Первая гонка, на которую приехала Бритни, был Гран-при Австралии в Мельбурне в 2016 году, и там Фернандо Алонсо капитально разбил машину. Болид подлетел в воздух, перевернулся и врезался в стену. Однако Фернандо сам из него выбрался. Он нетвердо стоял на ногах, но в целом чувствовал себя нормально, потому что не было жесткого столкновения, хотя в итоге он уперся в стену, он ее не ударил. Со стороны эта авария выглядит страшно. Даже само состояние болида после этого. Как будто он попал под пресс. Может показаться, что эта авария хуже случившейся со мной во время Гран-при Монако в 2003-м, когда я врезался в стену. Но если сравнивать две аварии, моя потенциально была гораздо серьезнее из-за резкой остановки.

Готов поспорить на все что угодно: он пересматривал ролик с этим столкновением в YouTube, и в этом заключается интересный факт — ты ничего не можешь с собой поделать, ты гордишься такой аварией, пересматриваешь ее и думаешь: я это пережил.

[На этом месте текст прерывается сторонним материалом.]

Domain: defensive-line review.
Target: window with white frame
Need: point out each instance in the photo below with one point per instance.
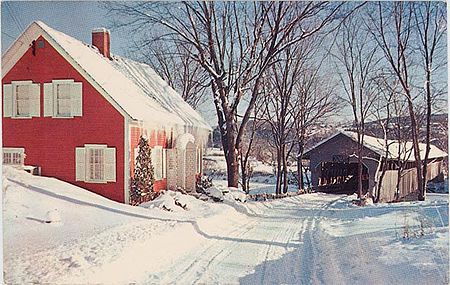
(199, 159)
(63, 103)
(95, 163)
(13, 156)
(21, 99)
(63, 99)
(158, 162)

Любого гонщика, особенно начинающего, который врезался на трассе и перепугался, нужно как можно скорее снова посадить за руль. Если дать ему хотя бы недельку поразмышлять, в нем может что-то переломиться. Так что надо заставить его пилотировать сразу же. Я знаю, это дедовский способ, но он работает.

Если брать меня — помимо ситуации, описанной выше — мне никогда не было страшно в болиде «Формулы-1». В конечном счете, это очень безопасный спорт, несмотря на очевидные угрозы. Я понимаю, что, будучи гонщиком, подвергаю себя повышенной опасности по сравнению со многими другими профессиями, но за себя я не волнуюсь так сильно, как за друзей и членов семьи, которые участвуют в гонках. Мы с семьей много времени проводили в закрытых картингах, и я помню, как переживал, когда по треку носились сестры. Из-за волнения я никогда не мог просто хорошо провести время.

По этой же причине я понимаю, почему родителям тяжело смотреть, как их ребенок участвует в гонках, зная, что он может пострадать. Теперь мне понятно, почему маме сначала это не нравилось. Быть может, она так к этому и не привыкла. Мам, прости.